Walking around, I would listen to him with interest. Although I lived in constant danger (any distraction at all - an unanticipated onset of drowsiness, a misstep, a failure of my quick reflexes - could send me plummeting into the abyss), I was also spared other dangers. I would toss banana peels into the garbage - with great accuracy - recite verses from Amado Nervo, and play old Indian melodies on the harmonica; sometimes, from up above, I would oversee the placement of a piece of furniture or fix the electrical wires. Only the prospect of visitors terrified me. I didn’t want to see anyone, and I had ordered the old man to throw out any intruders. Whenever someone would unexpectedly enter the room, I would move to one end of the rope, right next to the ceiling, and try to disappear, become a dark insect. I reckoned that from down below, the visitor wouldn’t see anything but the cord swaying in space, like a cable over the ocean.
‘If I were younger,’ the old man would insist, ‘I’d get up there with you
, to rest.’
One day, the man brought his daughter to meet me. He didn’t give me any warning, which upset me. I hid behind the chandelier. It was one of those big chandeliers you find in theaters or in the drawing rooms of aristocratic houses, with a lot of decorative prisms. Sometimes, just to keep myself busy, I would polish the prisms with a cloth moistened in vinegar. From my corner, I saw her enter. She was wearing black high-heeled shoes and took cautious steps. She had on a beige raincoat and her hair was short.

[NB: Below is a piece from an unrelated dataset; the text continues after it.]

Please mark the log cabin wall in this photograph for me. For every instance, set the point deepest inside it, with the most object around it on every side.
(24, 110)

I didn’t think the rope spectacle could possibly interest her. Since my early childhood, I had refused to perform tricks or do exercise on the rope. I would just stroll around, and I despised gymnasts and acrobats who entertained the public at the circus or in shows.
She proceeded to the center of the room and looked up. The floorboards creaked a little. The old man sat down in a chair, like an usher after the performance has begun. I let her look for me, knowing I would be difficult to spot. I thought she would get tired of looking for me because she wasn’t used to bending her neck to look up at high things. The old man started reading the paper. It was a way of leaving me alone in the face of danger.
‘Oh! What a beautiful picture,’ she murmured, as she discovered a Turner reproduction on the wall. I had cut it out and stuck it there. If it hadn’t been beyond my reach, I would have yanked it off the wall to prevent her from looking at it. Unfortunately, the room was full of newspaper clippings, photographs, and objects I enjoyed displaying on the shelves. And she seemed bent on taking inventory.
‘Don’t touch that!’ I yelled from my corner as she reached for one of my kaleidoscopes. ‘I only allow the old man to touch it - so he can dust it.’
She withdrew her hand and looked toward the corner where I was.
Then she did something completely unexpected. She nimbly climbed up on a chair, to get closer to me. That bothered me. No one had ever dared to do that, not even the old man when I would ask him for something; he always found a way to get things up to me, using the pulley system.